Japan's military buildup violates its pacifist Constitution, yet in recent years it has pursued more bases, more weapons, and more soldiers. In 2025 the JSDF introduced sweeping reforms to boost the recruitment of young men and women into the ranks. In March, it acquired $200 million worth of hypersonic missiles from the United States, adding to the $2.4 billion purchase of 400 Raytheon Tomahawk missiles last year. This is consistent with U.S. policies to develop Japan into a full-fledged military partner in the Indo-Pacific, capable of deploying alongside U.S. forces.
In the Ryukyu Islands of Okinawa Prefecture, where the JSDF buildup has largely concentrated, communities are fighting back. When in 2015 the Okinawa Defense Bureau announced that a missile base will come to Miyako Island, residents of the Chiyoda residential district organized daily protests, objecting to the desecration of their ancestral lands and the dangers brought into their lives. Although the base was completed in 2019, the protests haven't stopped. Residents continue to demand the base's closure and an end to the buildup that has made them a target of war.
After the missile base was finished and one thousand JSDF soldiers and their families began arriving on Miyako Island, the JSDF began building another one nearby. The Bora Training Ground includes an indoor and outdoor live-firing range (the indoor range doubles as a bunker in case of a missile attack) and a high-explosives munition depot. All of which is located just 200 meters away from the closest home of the Bora residential district. Residents did not want the threat of war in their backyard and commenced a daily sit-in. Today, six years since construction began, the residents are still outside the gate every day, protesting. They continue to monitor activities on base and look out for the U.S. troops that they are certain have visited their island for training purposes.
The possible presence of U.S. troops concerns Miyako Island residents, not least because of the history of sexual violence associated with the U.S. military presence in Okinawa and elsewhere.
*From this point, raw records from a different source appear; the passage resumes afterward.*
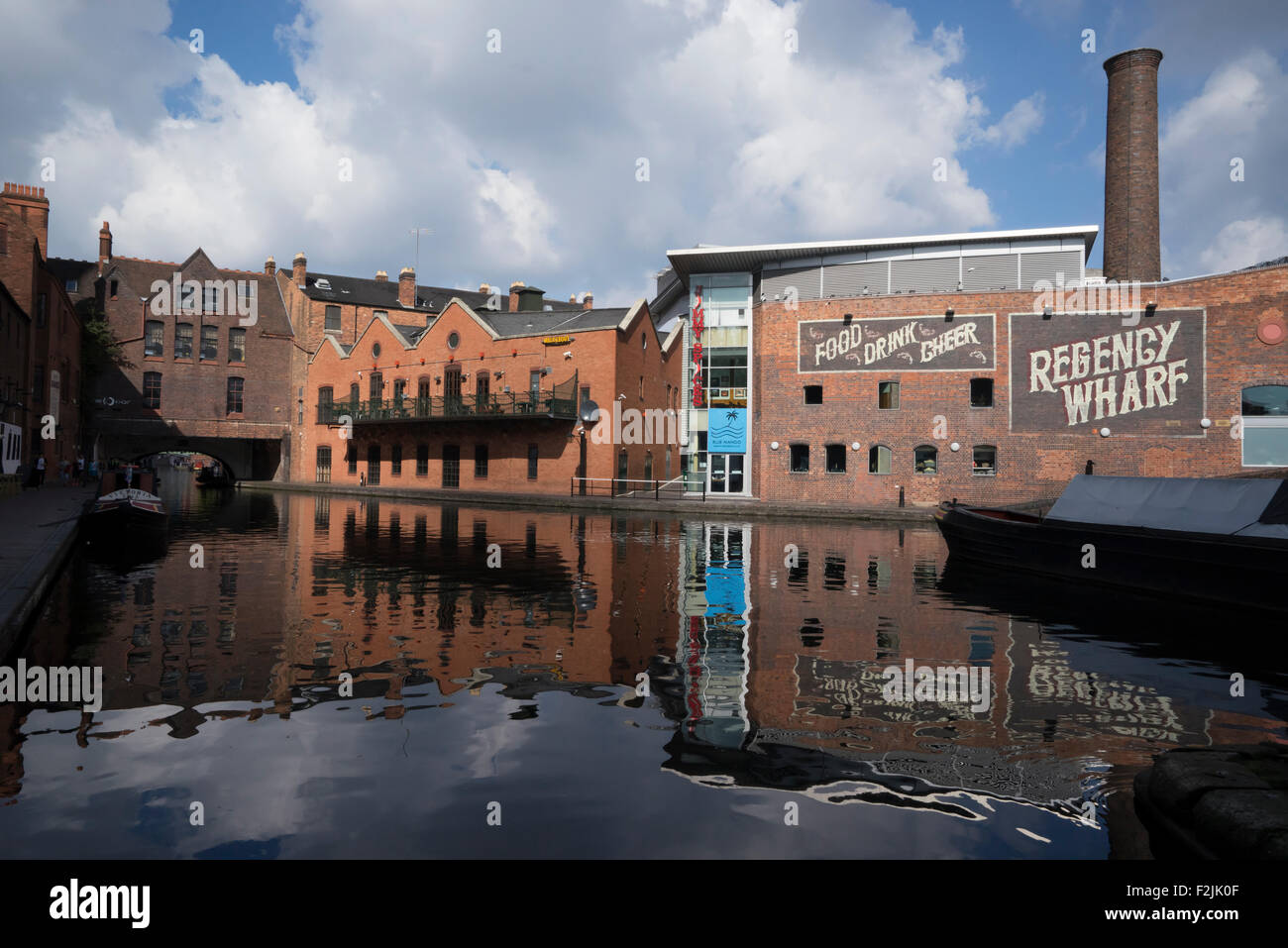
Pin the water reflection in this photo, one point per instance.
(395, 666)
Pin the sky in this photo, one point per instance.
(572, 145)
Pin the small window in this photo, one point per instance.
(879, 459)
(800, 459)
(925, 459)
(209, 343)
(153, 389)
(835, 459)
(154, 338)
(984, 460)
(236, 344)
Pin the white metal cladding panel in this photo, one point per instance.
(928, 274)
(991, 272)
(849, 278)
(1046, 265)
(773, 283)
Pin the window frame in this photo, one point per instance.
(797, 453)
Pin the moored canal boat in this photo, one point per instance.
(128, 505)
(1214, 540)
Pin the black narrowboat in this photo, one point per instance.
(1197, 539)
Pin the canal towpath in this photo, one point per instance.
(38, 532)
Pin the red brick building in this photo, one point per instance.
(52, 348)
(206, 356)
(488, 401)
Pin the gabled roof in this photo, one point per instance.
(382, 294)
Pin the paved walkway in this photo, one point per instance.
(38, 530)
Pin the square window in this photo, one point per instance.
(835, 459)
(800, 459)
(888, 394)
(984, 460)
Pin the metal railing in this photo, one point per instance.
(447, 407)
(629, 487)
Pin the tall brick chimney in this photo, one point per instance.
(1131, 166)
(104, 248)
(407, 287)
(33, 206)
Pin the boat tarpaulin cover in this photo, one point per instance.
(1244, 506)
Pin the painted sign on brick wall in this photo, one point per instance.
(1140, 375)
(902, 344)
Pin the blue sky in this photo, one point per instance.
(524, 158)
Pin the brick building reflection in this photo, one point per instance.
(771, 672)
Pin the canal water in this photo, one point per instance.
(300, 675)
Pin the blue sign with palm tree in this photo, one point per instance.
(728, 432)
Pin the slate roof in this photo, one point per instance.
(541, 324)
(382, 294)
(138, 274)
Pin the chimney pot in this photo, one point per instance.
(407, 287)
(1131, 247)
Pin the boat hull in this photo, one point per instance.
(1245, 572)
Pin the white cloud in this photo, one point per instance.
(1236, 115)
(1244, 243)
(522, 162)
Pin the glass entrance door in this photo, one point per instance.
(725, 473)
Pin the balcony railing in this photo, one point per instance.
(540, 404)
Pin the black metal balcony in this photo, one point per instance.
(514, 404)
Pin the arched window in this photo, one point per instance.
(1265, 427)
(925, 459)
(879, 459)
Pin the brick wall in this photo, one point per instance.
(1033, 466)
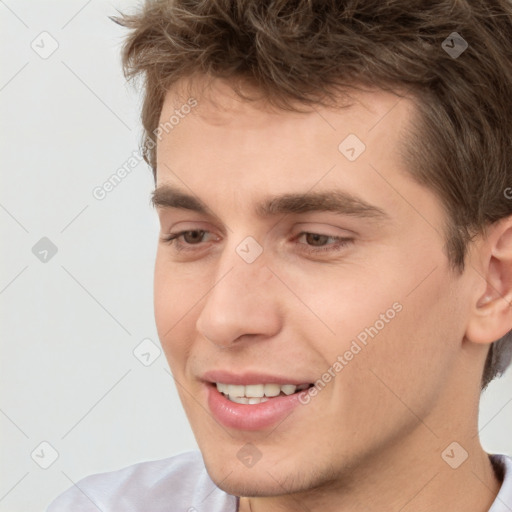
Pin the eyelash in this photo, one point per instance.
(341, 242)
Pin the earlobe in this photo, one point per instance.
(491, 315)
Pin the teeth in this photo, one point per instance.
(256, 393)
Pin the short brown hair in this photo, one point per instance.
(306, 52)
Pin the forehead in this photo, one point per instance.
(219, 105)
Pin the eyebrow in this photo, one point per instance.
(337, 201)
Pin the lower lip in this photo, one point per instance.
(250, 416)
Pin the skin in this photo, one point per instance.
(372, 439)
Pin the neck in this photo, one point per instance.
(401, 479)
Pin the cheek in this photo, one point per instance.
(177, 295)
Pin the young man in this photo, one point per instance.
(334, 276)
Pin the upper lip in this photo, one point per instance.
(227, 377)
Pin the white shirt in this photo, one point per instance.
(181, 484)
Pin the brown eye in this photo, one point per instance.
(316, 240)
(193, 237)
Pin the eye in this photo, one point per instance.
(183, 238)
(318, 242)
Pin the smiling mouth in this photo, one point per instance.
(257, 393)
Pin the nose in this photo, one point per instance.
(243, 301)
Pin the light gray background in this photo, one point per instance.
(70, 325)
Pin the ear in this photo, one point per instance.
(491, 312)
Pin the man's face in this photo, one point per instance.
(261, 284)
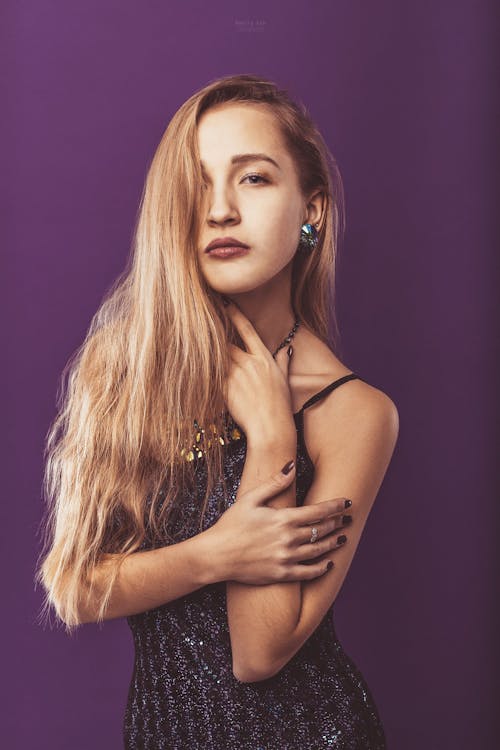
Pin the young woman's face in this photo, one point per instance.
(249, 199)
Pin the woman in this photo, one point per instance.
(209, 367)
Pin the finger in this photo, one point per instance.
(269, 488)
(308, 551)
(313, 533)
(317, 512)
(250, 337)
(298, 572)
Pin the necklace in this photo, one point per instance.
(202, 443)
(289, 337)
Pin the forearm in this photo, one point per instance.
(261, 617)
(150, 578)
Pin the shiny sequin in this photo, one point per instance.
(183, 694)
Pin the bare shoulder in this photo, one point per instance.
(355, 411)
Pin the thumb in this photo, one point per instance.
(264, 491)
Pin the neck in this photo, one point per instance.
(269, 310)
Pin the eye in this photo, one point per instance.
(257, 177)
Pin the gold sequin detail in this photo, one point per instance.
(202, 443)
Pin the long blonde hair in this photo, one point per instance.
(156, 357)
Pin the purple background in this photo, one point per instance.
(402, 93)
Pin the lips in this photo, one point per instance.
(224, 242)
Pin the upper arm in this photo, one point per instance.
(359, 429)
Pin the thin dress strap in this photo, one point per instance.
(328, 389)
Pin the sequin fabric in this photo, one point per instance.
(183, 694)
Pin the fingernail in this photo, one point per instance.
(288, 467)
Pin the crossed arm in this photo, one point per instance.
(268, 624)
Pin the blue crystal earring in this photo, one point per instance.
(308, 237)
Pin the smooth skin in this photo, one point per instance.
(274, 602)
(350, 434)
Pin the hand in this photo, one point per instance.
(258, 389)
(258, 544)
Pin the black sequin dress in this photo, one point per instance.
(183, 694)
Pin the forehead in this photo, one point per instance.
(239, 128)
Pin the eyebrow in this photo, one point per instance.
(245, 158)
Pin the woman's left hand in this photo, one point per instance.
(258, 390)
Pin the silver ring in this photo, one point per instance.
(314, 534)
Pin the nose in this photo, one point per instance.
(221, 207)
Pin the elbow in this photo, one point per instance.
(254, 672)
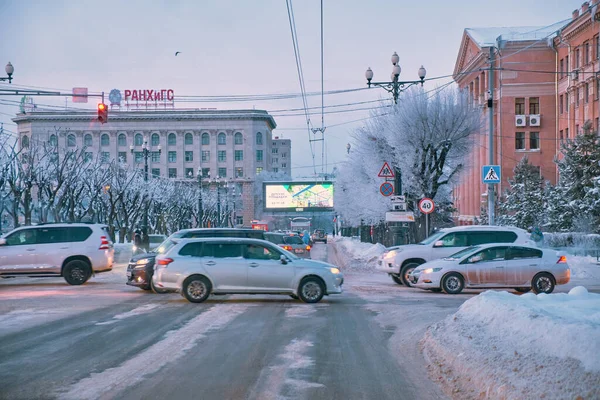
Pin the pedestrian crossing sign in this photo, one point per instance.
(490, 174)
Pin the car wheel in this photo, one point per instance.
(311, 290)
(77, 272)
(196, 289)
(543, 283)
(156, 289)
(405, 271)
(453, 283)
(522, 290)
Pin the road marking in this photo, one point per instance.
(109, 383)
(136, 311)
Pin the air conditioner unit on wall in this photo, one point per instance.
(534, 120)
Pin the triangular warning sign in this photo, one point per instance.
(491, 175)
(386, 171)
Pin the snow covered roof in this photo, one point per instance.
(485, 37)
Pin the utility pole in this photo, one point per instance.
(491, 198)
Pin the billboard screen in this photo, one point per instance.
(298, 196)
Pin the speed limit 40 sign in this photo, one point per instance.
(426, 205)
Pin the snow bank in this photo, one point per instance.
(504, 346)
(353, 255)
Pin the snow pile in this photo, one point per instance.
(353, 255)
(504, 346)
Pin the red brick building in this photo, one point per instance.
(524, 104)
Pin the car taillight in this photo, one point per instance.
(104, 243)
(164, 261)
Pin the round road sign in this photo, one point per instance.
(426, 206)
(386, 189)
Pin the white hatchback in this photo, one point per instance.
(496, 265)
(198, 267)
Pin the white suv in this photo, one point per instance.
(400, 261)
(72, 250)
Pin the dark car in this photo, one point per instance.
(141, 266)
(319, 236)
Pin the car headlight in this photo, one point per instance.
(141, 263)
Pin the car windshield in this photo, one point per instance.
(462, 253)
(432, 238)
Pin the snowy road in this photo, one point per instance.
(108, 340)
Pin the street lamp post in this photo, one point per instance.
(9, 71)
(395, 87)
(145, 154)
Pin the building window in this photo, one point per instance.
(238, 138)
(534, 140)
(520, 141)
(71, 141)
(587, 52)
(587, 93)
(519, 106)
(534, 105)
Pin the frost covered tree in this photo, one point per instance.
(523, 204)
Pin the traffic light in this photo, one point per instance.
(102, 113)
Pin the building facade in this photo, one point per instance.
(524, 107)
(231, 146)
(281, 156)
(578, 53)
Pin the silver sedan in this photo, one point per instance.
(496, 265)
(198, 267)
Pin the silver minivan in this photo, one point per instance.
(198, 267)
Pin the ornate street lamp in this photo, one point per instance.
(395, 86)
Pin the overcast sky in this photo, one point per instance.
(238, 47)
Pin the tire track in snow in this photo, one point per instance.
(109, 383)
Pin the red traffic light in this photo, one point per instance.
(102, 113)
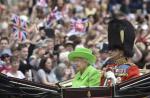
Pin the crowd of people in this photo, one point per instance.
(38, 50)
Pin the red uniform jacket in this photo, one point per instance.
(125, 71)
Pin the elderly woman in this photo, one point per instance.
(87, 75)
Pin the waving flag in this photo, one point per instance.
(79, 24)
(42, 3)
(54, 15)
(19, 27)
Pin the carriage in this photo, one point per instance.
(15, 88)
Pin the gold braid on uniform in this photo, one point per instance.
(121, 60)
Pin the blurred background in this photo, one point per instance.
(36, 36)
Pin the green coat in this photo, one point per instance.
(89, 78)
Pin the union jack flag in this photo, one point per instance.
(54, 15)
(79, 24)
(19, 27)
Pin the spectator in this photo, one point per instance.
(14, 72)
(46, 73)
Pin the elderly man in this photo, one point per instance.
(87, 75)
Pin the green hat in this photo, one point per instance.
(82, 53)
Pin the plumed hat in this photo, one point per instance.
(121, 35)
Activists in the Philippines, who have long dealt with the issue of military sexual violence by U.S. troops, are now also concerned about similar crimes committed by Japanese troops because of the Reciprocal Access Agreement.
In the Philippines, there are technically no U.S. bases. That's because in the 1980s a coalition of anti-base activists organized a campaign to oust the U.S. military, which succeeded in 1991. This victory remains a testament to what's possible for antimilitarism activists around the globe; and yet, U.S. soldiers have steadily returned over the years. The 1998 Visiting Forces Agreement (VFA) allows U.S. troops to conduct joint-training exercises in the Philippines; the 2014 Enhanced Defense Cooperation Agreement (EDCA) permits the United States to build nine joint-use military facilities, all which are now completed, with more being built as we speak. Ask those who drove out the U.S. military all those decades ago about the current militarization of their country, and they will say that the U.S. military never left.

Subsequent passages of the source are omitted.